Por Malu Gaspar
De todas as reações à troca de comando promovida por Jair Bolsonaro na Petrobras, a que deu um nó na cabeça de muita gente foi a da esquerda. Nesse campo, quem não defendeu a medida, pelo menos em parte, se calou. “É um direito de Bolsonaro trocar o presidente da Petrobras”, disse José Dirceu, ex-ministro de Lula e ex-presidente do PT. “Precisamos tomar muito cuidado com o discurso do mercado financeiro, que possui interesses próprios.” Aloizio Mercadante, ex-ministro de Dilma Rousseff, elogiou o escolhido para o cargo, o general Joaquim Silva e Luna: “Até onde eu sei, o general Luna é também um militar nacionalista”. Cobrou que o presidente da República resgate o caráter “estratégico” da estatal para o Brasil, pare a venda de refinarias ao setor privado e retome a política de preços de combustíveis do período Dilma. Ciro Gomes e Fernando Haddad não comentaram diretamente o assunto. Nas redes, defesas do “papel social” da Petrobras e ataques à usura do mercado vinham tanto de esquerdistas como de bolsonaristas. Na reunião do conselho que aprovou a convocação da assembleia para substituir o presidente da empresa, a representante dos funcionários votou com o governo. O que impressiona, no caso, não é essa convergência específica entre o bolsonarismo e a esquerda — que a linguagem das redes sociais costuma carimbar como bolsopetismo (ou, mais recentemente, dilmonarismo). É que, depois de tudo o que vimos na década passada, não conseguimos um consenso mínimo em torno do essencial: o que a sociedade brasileira realmente espera da Petrobras.
O que mais se ouve nas conversas dos tios do zap é: “Não tenho ação da Petrobras, não estou nem aí para o mercado, mas encho o tanque toda semana”. De fato, a alta da gasolina ou do diesel pesa diretamente nas contas de todas as famílias, seja na hora de abastecer o carro ou no preço dos alimentos. Perto dessa massa, cuja renda foi seriamente abalada na pandemia, os 700 mil acionistas da estatal que perdem dinheiro nas bolsas são uma casta privilegiada. A questão é que já vimos esse filme. A estratégia de usar o caixa da Petrobras para subsidiar os combustíveis custou à empresa cerca de US$ 40 bilhões — o equivalente a duas refinarias Abreu e Lima e quase quatro vezes o prejuízo causado pelos desvios do petrolão. Foi uma das razões pelas quais a Petrobras foi tomando empréstimos até chegar ao final de 2015 com a maior dívida corporativa do planeta, de R$ 500 bilhões , e status de companhia à beira da falência no mercado internacional.

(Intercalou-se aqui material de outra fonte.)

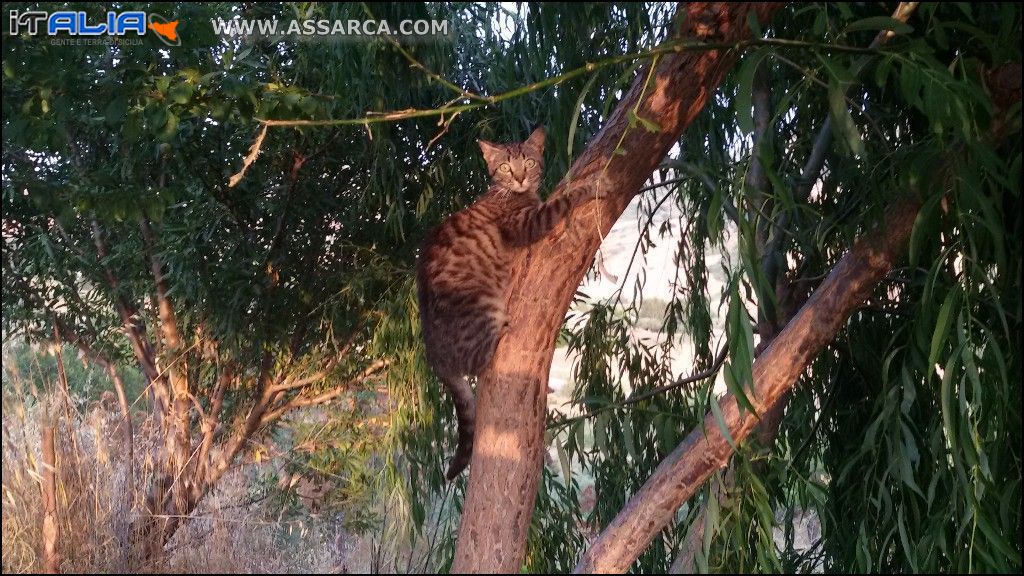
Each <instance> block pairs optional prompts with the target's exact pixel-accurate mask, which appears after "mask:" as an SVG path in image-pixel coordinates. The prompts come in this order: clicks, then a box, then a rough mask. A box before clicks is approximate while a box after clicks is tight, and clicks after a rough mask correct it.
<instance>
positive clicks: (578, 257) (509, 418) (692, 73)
mask: <svg viewBox="0 0 1024 576" xmlns="http://www.w3.org/2000/svg"><path fill="white" fill-rule="evenodd" d="M779 7H780V5H778V4H774V3H764V4H757V3H755V4H725V3H699V2H698V3H690V4H688V5H685V6H681V7H680V9H679V11H680V13H681V15H683V17H681V18H679V20H680V22H682V25H683V26H684V27H685V29H684V30H683V31H682V33H681V36H684V37H688V38H689V39H695V40H697V41H698V42H701V43H720V44H722V45H728V46H730V47H734V46H736V45H737V43H738V42H743V41H745V40H744V39H745V37H746V36H748V35H749V34H750V27H749V26H748V17H749V16H751V17H757V18H759V19H760V20H761V22H767V19H768V18H769V16H770V15H771V14H772V13H773V12H774V11H775V10H777V9H778V8H779ZM735 57H736V51H735V50H728V49H718V50H707V49H701V50H694V51H690V50H682V51H678V52H677V51H676V50H675V49H672V50H667V51H665V52H664V55H663V56H662V57H659V58H658V59H657V61H656V63H651V64H650V65H648V66H649V68H647V69H644V70H642V71H641V72H639V73H638V74H637V78H636V80H635V81H634V84H633V87H632V88H631V89H630V91H629V92H628V93H627V94H626V96H625V97H624V98H623V100H622V101H621V102H620V105H618V106H617V108H616V109H615V111H614V112H613V113H612V114H611V116H610V117H609V118H608V120H607V122H606V124H605V126H604V127H603V128H602V129H601V131H600V132H599V133H598V134H597V135H596V136H595V137H594V138H593V139H592V141H591V142H590V145H589V146H588V147H587V149H586V150H585V151H584V152H583V154H582V155H581V156H580V158H579V159H578V160H577V161H575V162H573V164H572V167H571V169H570V173H571V174H572V182H571V183H572V186H573V188H575V187H577V186H580V184H584V186H589V187H591V188H593V189H594V190H599V191H601V192H604V193H605V197H604V198H603V199H602V200H600V201H597V202H589V203H587V204H586V205H583V206H581V207H579V208H577V209H575V210H574V211H573V214H572V218H571V227H570V229H569V227H567V225H566V223H565V222H562V223H560V224H558V225H557V227H555V229H554V230H553V231H552V232H551V233H550V234H549V235H548V236H547V237H546V238H545V239H544V240H542V241H541V242H538V243H537V244H534V245H531V246H530V247H529V248H527V249H525V250H523V252H522V253H519V254H517V255H516V257H515V258H514V260H513V264H512V274H511V282H510V287H509V291H510V299H509V304H508V314H509V317H510V330H509V332H508V333H507V334H506V335H505V336H504V337H503V338H502V339H501V340H500V342H499V344H498V349H497V352H496V354H495V358H494V361H493V364H492V366H490V369H489V370H488V371H487V372H485V373H484V374H482V375H481V376H480V378H479V384H478V386H477V424H476V441H475V442H474V450H473V458H472V462H471V467H470V477H469V487H468V492H467V496H466V502H465V508H464V512H463V518H462V523H461V525H460V529H459V540H458V547H457V550H456V558H455V564H454V566H453V571H454V572H518V571H519V568H520V566H521V563H522V559H523V556H524V553H525V539H526V534H527V532H528V526H529V519H530V516H531V513H532V510H534V503H535V501H536V497H537V489H538V485H539V481H540V472H541V469H542V466H543V447H544V421H545V416H546V412H545V390H546V388H547V378H548V373H549V371H550V367H551V360H552V357H553V354H554V344H555V339H556V338H555V336H556V334H557V331H558V329H559V327H560V326H561V324H562V322H563V320H564V315H565V311H566V310H567V308H568V305H569V303H570V302H571V299H572V296H573V294H574V293H575V289H577V287H578V286H579V284H580V281H581V280H582V279H583V277H584V276H585V275H586V273H587V271H588V270H589V269H590V265H591V262H592V260H593V257H594V254H595V253H596V252H597V249H598V247H599V245H600V242H601V238H602V237H603V235H605V234H607V232H608V231H609V230H610V229H611V227H612V224H613V223H614V221H615V219H616V218H617V216H618V215H620V214H621V213H622V212H623V210H625V208H626V206H627V205H628V204H629V202H630V200H631V199H632V198H633V197H634V196H635V195H636V194H637V191H639V190H640V188H641V187H642V186H643V184H644V182H645V181H646V180H647V178H648V177H649V176H650V173H651V172H652V171H653V170H654V169H655V168H656V167H657V165H658V163H660V162H662V160H663V159H664V158H665V156H666V154H667V153H668V152H669V150H670V149H671V148H672V146H673V145H675V142H676V141H677V139H678V137H679V134H680V133H682V131H683V129H684V128H685V127H686V126H687V125H689V123H690V122H692V120H693V118H695V117H696V115H697V114H698V113H699V111H700V110H701V108H702V107H703V105H705V102H706V101H707V100H708V98H710V97H711V96H712V94H714V93H715V88H716V87H717V86H718V85H719V83H720V82H721V80H722V78H723V77H724V76H725V73H726V71H727V70H728V69H729V68H730V67H731V65H732V64H733V61H734V60H735ZM524 89H529V87H528V86H527V87H524ZM634 115H635V116H636V117H641V118H644V119H647V120H649V121H650V122H651V123H652V124H653V125H654V126H656V129H655V130H654V131H648V130H647V129H645V128H644V127H641V126H637V125H636V122H631V121H630V120H631V118H633V117H634ZM631 125H632V127H631ZM623 153H625V154H623ZM565 190H566V182H564V181H563V182H562V183H561V184H559V187H558V189H557V190H556V191H555V196H557V195H559V194H565Z"/></svg>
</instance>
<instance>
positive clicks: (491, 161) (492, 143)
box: [476, 140, 503, 172]
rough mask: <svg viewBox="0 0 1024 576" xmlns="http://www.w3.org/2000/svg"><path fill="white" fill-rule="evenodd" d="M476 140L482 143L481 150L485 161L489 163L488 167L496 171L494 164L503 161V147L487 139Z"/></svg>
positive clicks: (493, 170)
mask: <svg viewBox="0 0 1024 576" xmlns="http://www.w3.org/2000/svg"><path fill="white" fill-rule="evenodd" d="M476 142H477V143H479V145H480V152H482V153H483V161H484V162H486V163H487V168H488V169H490V170H489V171H492V172H494V171H495V170H494V166H495V165H497V164H498V162H500V161H501V156H502V153H503V151H502V148H501V147H500V146H498V145H496V143H495V142H489V141H487V140H476Z"/></svg>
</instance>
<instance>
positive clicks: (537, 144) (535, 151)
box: [526, 126, 544, 156]
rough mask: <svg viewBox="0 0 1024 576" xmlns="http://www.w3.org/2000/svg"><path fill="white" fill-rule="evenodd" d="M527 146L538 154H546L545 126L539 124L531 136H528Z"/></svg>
mask: <svg viewBox="0 0 1024 576" xmlns="http://www.w3.org/2000/svg"><path fill="white" fill-rule="evenodd" d="M526 146H527V147H528V148H529V149H531V150H532V151H534V152H535V154H537V155H538V156H540V155H542V154H544V126H538V127H537V128H536V129H535V130H534V131H532V133H530V134H529V137H528V138H526Z"/></svg>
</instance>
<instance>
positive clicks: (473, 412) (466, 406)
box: [444, 376, 476, 481]
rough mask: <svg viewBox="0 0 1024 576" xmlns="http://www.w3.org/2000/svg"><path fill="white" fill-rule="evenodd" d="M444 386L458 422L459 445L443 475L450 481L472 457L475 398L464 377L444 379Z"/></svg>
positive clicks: (460, 473) (475, 422) (445, 477)
mask: <svg viewBox="0 0 1024 576" xmlns="http://www.w3.org/2000/svg"><path fill="white" fill-rule="evenodd" d="M444 384H445V385H446V386H447V389H449V393H450V394H451V395H452V401H453V402H454V403H455V416H456V419H457V420H459V444H458V445H457V446H456V449H455V456H453V457H452V463H450V464H449V469H447V472H445V474H444V478H446V479H447V480H449V481H452V480H455V478H456V477H458V476H459V475H460V474H462V470H464V469H466V466H468V465H469V460H470V458H471V457H472V456H473V433H474V431H475V429H476V398H475V397H474V396H473V387H472V386H471V385H470V384H469V380H467V379H466V378H464V377H461V376H457V377H454V378H450V377H446V378H444Z"/></svg>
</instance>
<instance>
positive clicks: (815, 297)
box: [575, 200, 920, 572]
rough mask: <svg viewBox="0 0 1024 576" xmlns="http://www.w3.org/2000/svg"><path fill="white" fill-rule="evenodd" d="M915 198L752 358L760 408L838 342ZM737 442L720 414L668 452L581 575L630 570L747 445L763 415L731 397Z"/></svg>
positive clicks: (904, 244) (781, 393)
mask: <svg viewBox="0 0 1024 576" xmlns="http://www.w3.org/2000/svg"><path fill="white" fill-rule="evenodd" d="M919 207H920V205H919V203H918V201H916V200H904V201H902V202H900V203H898V204H896V205H895V206H893V207H892V208H891V209H890V210H888V213H889V216H888V218H887V219H886V221H885V223H884V224H883V225H882V227H880V228H878V229H876V230H874V231H872V232H871V233H869V234H868V235H867V236H866V237H864V238H862V239H860V240H858V241H857V243H856V244H855V245H854V247H853V248H852V249H851V250H850V251H849V252H848V253H847V254H846V255H845V256H843V258H842V259H840V261H839V263H837V264H836V266H835V268H834V269H833V272H831V274H829V275H828V278H827V279H826V280H825V281H824V282H823V283H822V284H821V286H820V287H819V288H818V289H817V290H816V291H815V292H814V294H813V295H812V296H811V298H810V299H809V300H808V301H807V303H806V304H805V305H804V306H803V307H802V308H801V310H800V312H799V313H798V314H797V316H796V317H795V318H794V319H793V321H792V322H790V324H788V325H787V326H786V327H785V328H784V329H783V330H782V331H781V332H780V333H779V335H778V336H777V337H776V338H775V340H774V341H773V342H772V343H771V345H770V346H769V347H768V348H767V349H766V351H765V352H764V353H763V354H762V355H761V356H760V357H759V358H758V360H757V361H756V362H755V363H754V390H753V394H751V395H749V396H750V399H751V402H752V404H753V405H754V407H755V409H756V410H757V411H758V412H759V413H760V412H763V411H764V410H765V409H766V408H768V407H770V406H772V405H773V404H774V403H775V401H776V400H777V399H778V398H779V397H780V396H781V395H782V394H783V393H784V392H785V390H787V389H788V388H790V387H792V386H793V384H794V383H795V382H796V381H797V378H798V377H799V376H800V374H801V373H803V371H804V369H805V368H806V367H807V366H808V364H810V362H811V361H812V360H813V359H814V357H815V356H817V354H818V353H819V352H820V351H821V348H823V347H824V345H825V344H826V343H827V342H828V341H830V340H831V339H833V337H834V336H835V334H836V332H838V331H839V330H840V328H842V326H843V325H844V324H845V323H846V321H847V319H848V318H849V316H850V314H851V313H852V312H853V311H854V308H855V307H856V306H858V305H860V303H861V302H863V301H864V299H865V298H867V296H869V295H870V294H871V292H872V291H873V290H874V288H876V286H877V285H878V284H879V282H880V281H881V280H882V279H883V278H884V277H885V275H886V274H888V273H889V271H890V270H891V269H892V266H893V263H894V262H895V261H896V259H897V258H898V257H899V255H900V254H901V253H902V252H903V250H904V247H905V244H906V240H907V238H908V237H909V235H910V230H911V228H912V227H913V221H914V218H915V217H916V215H918V210H919ZM719 404H720V406H721V407H722V413H723V415H724V421H725V423H726V425H727V426H728V428H729V434H730V436H731V438H732V440H731V441H730V440H727V439H726V438H725V437H724V436H723V435H722V430H721V428H720V427H719V425H718V423H717V421H716V418H715V416H714V415H712V414H709V415H708V416H707V417H706V419H705V423H703V426H702V427H700V428H697V429H694V430H693V431H692V433H690V435H689V437H687V439H686V440H685V441H684V442H683V443H682V444H681V445H680V446H679V447H678V448H676V449H675V450H674V451H673V452H672V454H670V455H669V456H668V457H667V458H666V459H665V460H664V461H663V462H662V464H660V465H659V466H658V467H657V469H656V470H654V474H653V475H652V476H651V477H650V479H649V480H648V481H647V482H646V483H645V484H644V486H643V488H641V489H640V491H639V492H637V493H636V494H635V495H634V496H633V497H632V498H630V501H629V502H627V504H626V506H625V507H624V508H623V510H622V511H621V512H620V513H618V516H617V517H615V519H614V520H613V521H612V522H611V524H609V525H608V527H607V528H606V529H605V530H604V532H602V533H601V535H600V536H599V537H598V539H597V540H596V541H595V542H594V544H593V545H592V546H591V548H590V549H589V550H587V552H586V553H585V554H584V558H583V560H582V561H581V562H580V564H579V565H578V566H577V569H575V571H577V572H625V571H626V570H627V569H629V567H630V566H631V565H632V564H633V562H634V561H635V560H636V559H637V557H639V556H640V553H641V552H642V551H643V550H644V549H645V548H646V547H647V545H648V544H649V543H650V541H651V540H652V539H653V538H654V535H655V534H657V532H658V531H660V530H662V529H663V528H665V527H666V526H667V525H668V524H669V523H670V522H672V520H673V518H674V517H675V513H676V510H677V509H678V508H679V506H680V505H681V504H682V503H683V502H684V501H686V500H687V499H688V498H689V497H690V496H692V495H693V493H694V492H695V491H696V490H697V488H699V487H700V485H701V484H703V482H705V481H706V480H708V478H709V477H710V476H711V475H712V474H714V472H715V470H717V469H720V468H722V467H724V466H725V465H726V464H727V463H728V460H729V458H730V457H731V456H732V447H731V446H730V442H741V441H742V440H743V439H744V438H746V436H748V435H749V434H750V433H751V431H752V430H753V429H754V428H755V426H756V425H757V423H758V417H757V416H756V415H755V414H753V413H751V412H742V413H741V412H740V411H739V407H738V406H737V404H736V401H735V399H734V398H733V397H732V396H731V395H727V396H726V397H724V398H723V399H722V401H721V402H720V403H719Z"/></svg>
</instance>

Outra função da Petrobras nos governos petistas foi impulsionar o crescimento da economia. Nos áureos anos, ela chegou a responder por 34% do investimento do Plano de Aceleração do Crescimento, o PAC. Parte das obras do plano, como o Complexo Petroquímico do Rio de Janeiro, foi tragada pelo petrolão ou interrompida pela recessão. Na segunda-feira, ao dizer a apoiadores que não pretendia intervir nos preços dos combustíveis e que demitiu Roberto Castello Branco porque ele ganha muito e “está há 11 meses em casa, sem trabalhar”, Bolsonaro deixou claro o que considera um bom presidente de estatal, ao elogiar a gestão de Silva e Luna em Itaipu. “Só no ano passado, investiu R$ 2,5 bilhões em obras, entre essas obras duas pontes com o Paraguai, a extensão da pista de Foz do Iguaçu que vai começar a receber voos internacionais, bem como atendeu mais de 20 municípios com as mais variadas obras. Isso não é eficiência?” O que tem a missão de Itaipu a ver com construir aeroportos e pontes? Pelo jeito, a coincidência entre Bolsonaro e a esquerda sobre o papel da Petrobras não fica só na questão dos combustíveis.
O consolo é que, depois do vendaval do petrolão, tanto o estatuto da companhia como a Lei das Estatais passaram a determinar que, se quiser usar a Petrobras para executar política pública, o Estado — e não a empresa — deve pagar a conta. Assim, caso queira seguir o conselho de Mercadante, Bolsonaro terá de informar claramente a sociedade, mudando a lei e o estatuto da companhia. Embora seja um debate repetitivo, esta última crise indica que ele talvez seja necessário. Aí, quem sabe o Brasil sai da autocombustão e decide de uma vez por todas se quer uma Petrobras com ações em bolsa, que assuma compromissos com investidores para financiar suas atividades, ou se quer uma Petrobras com “função social”, executora de política pública e pendurada na conta do contribuinte brasileiro.